Eugene fended the talented true freshman off for the first nine games of the season before Peterson moved into the starting lineup against Troy, which relegated Eugene to backup duty once again.


“The thing I had to do was keep my focus and continue to work hard because I knew at the end of the day – two or three years down the line – Pat was going to be phenomenal,” said Eugene, who broke up only three passes last season. “I knew the day was going to come where he would be a starter, then once he came along at the end of the season and playing time started decreasing I started asking myself what do I do? It got a little frustrating at times, but I knew I couldn’t give up because I’m not a quitter.”


Eugene admits that the early part of the spring was tough on him. It was so tough at times that he even thought of making a fresh start somewhere else.


“I definitely did,” he said when asked if the thought of transferring entered his mind. “If you watch the games, I didn’t give up a lot of big plays. I didn’t make a lot of plays, but I felt like I did my part on defense and did what I had to do. I wondered what the reason was for the lack of playing time, but after thinking about it long and hard I just accepted the fact that God has a plan for me and I had to keep working hard.”


Eugene has overcome plenty of roadblocks on the path to LSU

Part of LSU’s plan was bringing in new defensive backs coach Ron Cooper, who immediately met with Eugene to squash any thought of transferring that he may have had.


“I knew if I wanted to start playing I had to tweak some things,” said Eugene. “Me and coach Coop sat down and talked and he said that he saw some good things in me. He said I looked pretty good and he reiterated the fact that he was going to play the best guys, so just to come out and work hard.”

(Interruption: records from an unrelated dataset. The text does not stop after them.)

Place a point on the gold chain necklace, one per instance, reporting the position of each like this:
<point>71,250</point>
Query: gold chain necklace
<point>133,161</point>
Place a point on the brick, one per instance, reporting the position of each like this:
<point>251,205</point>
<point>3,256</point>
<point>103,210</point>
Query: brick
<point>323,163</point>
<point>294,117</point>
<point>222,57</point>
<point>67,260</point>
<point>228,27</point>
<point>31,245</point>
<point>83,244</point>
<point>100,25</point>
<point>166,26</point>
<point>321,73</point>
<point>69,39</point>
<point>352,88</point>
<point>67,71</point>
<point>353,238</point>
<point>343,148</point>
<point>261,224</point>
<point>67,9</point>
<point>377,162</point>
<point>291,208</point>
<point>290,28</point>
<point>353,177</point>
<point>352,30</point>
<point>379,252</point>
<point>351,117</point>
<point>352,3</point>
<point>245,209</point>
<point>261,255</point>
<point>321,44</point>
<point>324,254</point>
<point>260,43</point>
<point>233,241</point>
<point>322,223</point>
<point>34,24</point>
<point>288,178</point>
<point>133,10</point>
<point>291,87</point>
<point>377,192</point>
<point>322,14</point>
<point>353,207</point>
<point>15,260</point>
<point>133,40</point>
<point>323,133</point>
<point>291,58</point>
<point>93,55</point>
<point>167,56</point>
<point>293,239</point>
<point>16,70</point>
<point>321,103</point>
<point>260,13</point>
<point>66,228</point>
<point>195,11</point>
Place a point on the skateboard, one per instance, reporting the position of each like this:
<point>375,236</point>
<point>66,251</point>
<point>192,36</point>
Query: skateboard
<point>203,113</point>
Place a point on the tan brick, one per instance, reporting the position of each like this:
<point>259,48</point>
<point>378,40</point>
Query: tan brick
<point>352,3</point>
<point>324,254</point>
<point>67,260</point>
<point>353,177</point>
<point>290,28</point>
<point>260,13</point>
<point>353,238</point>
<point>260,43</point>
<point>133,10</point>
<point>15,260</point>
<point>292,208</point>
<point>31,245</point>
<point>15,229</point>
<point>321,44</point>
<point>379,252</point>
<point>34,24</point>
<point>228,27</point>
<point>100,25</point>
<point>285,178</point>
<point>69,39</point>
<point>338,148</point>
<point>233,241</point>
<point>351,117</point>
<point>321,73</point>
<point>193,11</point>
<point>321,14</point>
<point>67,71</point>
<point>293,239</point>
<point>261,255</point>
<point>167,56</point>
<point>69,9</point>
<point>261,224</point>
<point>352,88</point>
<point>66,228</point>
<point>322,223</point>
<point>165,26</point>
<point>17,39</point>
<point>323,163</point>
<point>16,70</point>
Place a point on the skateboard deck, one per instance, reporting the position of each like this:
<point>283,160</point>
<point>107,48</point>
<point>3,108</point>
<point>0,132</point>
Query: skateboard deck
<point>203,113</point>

Eugene set out to make several changes during the spring and summer to prepare him for his upcoming junior season. In fact, 2009 has brought a lot of change to his life as Eugene had his second son – Jace – at the beginning of the summer.


After bulking his 5-foot-11 frame up to 200 pounds for the ’08 season, Eugene slimmed down to the 181 pounds he reported at for fall camp. He said that he is quicker and faster than ever, and it’s obviously benefited him as he has run with the first team at cornerback – opposite of Peterson – for a good portion of fall camp, where he is locked in a battle with Hawkins for the left corner spot.


Eugene says that he has a better grasp of playing the position than ever before, and he used last season as motivation to get to the point he’s at with only 12 days to go until the season opener.


“I dropped the weight and trained extra hard,” he said. “I ran a lot more and really paid attention to all of the little things that would affect me.


“Now, coach Miles and coach Cooper have both said that they see me playing with a lot more confidence than before. I’m able to identify routes more and read offenses and personnel quicker than I used to. It’s been a lot of work, but it seems that it’s all starting to come together.”